I think the ‘nearest neighbour algorithm’ was used the most by the faster implementations, some of them had created optimizations of those. Also, since point 1 and 12 are fixed, you don’t need to take these into account in the whole algorithm.
Since you asked on twitter I did the calculation of the complexity for your entry. It’s not the exact documented CRAP index from PHPUnit since the implementations of those had some caveats, but I’ve used very similar techniques. You would’ve had a complexity of 4 with my calculations, which is indeed better than the complexities the others had.

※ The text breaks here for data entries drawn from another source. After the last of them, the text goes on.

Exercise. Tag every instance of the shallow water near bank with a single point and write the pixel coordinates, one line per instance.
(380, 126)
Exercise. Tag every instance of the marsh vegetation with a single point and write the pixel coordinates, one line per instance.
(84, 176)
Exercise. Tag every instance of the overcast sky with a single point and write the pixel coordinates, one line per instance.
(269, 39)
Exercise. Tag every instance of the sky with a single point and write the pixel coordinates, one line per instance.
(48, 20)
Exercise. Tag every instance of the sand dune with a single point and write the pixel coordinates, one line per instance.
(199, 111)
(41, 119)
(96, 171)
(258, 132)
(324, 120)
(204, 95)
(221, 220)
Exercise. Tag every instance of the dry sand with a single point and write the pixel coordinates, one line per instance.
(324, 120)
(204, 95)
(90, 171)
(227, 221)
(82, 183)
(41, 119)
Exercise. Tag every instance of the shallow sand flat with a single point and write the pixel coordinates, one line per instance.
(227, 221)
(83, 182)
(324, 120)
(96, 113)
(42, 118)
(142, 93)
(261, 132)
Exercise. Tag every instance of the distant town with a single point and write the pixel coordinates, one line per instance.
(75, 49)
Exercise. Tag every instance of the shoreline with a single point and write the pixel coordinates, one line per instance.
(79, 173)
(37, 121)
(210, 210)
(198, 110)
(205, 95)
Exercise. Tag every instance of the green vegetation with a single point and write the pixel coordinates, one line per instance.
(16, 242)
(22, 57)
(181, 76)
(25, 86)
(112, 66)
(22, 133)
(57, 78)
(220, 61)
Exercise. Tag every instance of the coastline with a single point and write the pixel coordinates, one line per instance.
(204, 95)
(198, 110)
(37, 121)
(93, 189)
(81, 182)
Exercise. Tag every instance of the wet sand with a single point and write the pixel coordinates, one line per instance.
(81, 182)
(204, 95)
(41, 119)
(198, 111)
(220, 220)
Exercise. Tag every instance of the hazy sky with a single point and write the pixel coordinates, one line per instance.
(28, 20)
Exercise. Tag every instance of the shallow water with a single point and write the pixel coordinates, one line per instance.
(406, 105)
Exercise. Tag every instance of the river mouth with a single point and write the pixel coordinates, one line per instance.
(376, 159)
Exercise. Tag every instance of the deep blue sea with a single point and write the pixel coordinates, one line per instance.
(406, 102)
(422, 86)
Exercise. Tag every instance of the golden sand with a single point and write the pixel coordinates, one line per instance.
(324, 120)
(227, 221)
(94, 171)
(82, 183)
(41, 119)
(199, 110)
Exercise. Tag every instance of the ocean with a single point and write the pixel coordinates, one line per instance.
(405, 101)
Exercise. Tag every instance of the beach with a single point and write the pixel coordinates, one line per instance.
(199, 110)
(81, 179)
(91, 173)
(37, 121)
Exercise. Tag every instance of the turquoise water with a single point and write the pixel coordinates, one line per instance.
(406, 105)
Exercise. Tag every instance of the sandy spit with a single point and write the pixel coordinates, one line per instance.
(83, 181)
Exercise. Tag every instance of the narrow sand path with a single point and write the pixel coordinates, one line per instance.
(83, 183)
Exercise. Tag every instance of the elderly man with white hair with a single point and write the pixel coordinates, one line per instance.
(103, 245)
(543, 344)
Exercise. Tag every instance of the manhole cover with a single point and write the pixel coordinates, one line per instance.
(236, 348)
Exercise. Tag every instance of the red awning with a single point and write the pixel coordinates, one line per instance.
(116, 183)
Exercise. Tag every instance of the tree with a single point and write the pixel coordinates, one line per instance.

Hi Ivo, thanks for the response.
I see now, I avoided the nearest neighbour algorithm due to it being an approximate algorithm. Where it may have passed the test for the supplied csv, I had considered that the secret test may fail to give the optimal solution.
Thank you for doing the calculation
Congrats, with winning the DPC10 tickets. Gonna take a look at you solution
I plugged in a few changes to my dynamic programming script to make it a form of branch and bound, based on Erik Snoeijs’s algorithm:
http://www.underdevelopment.eu/2010/06/30/travelingelephpant/
It was much faster and got the correct results for both csvs.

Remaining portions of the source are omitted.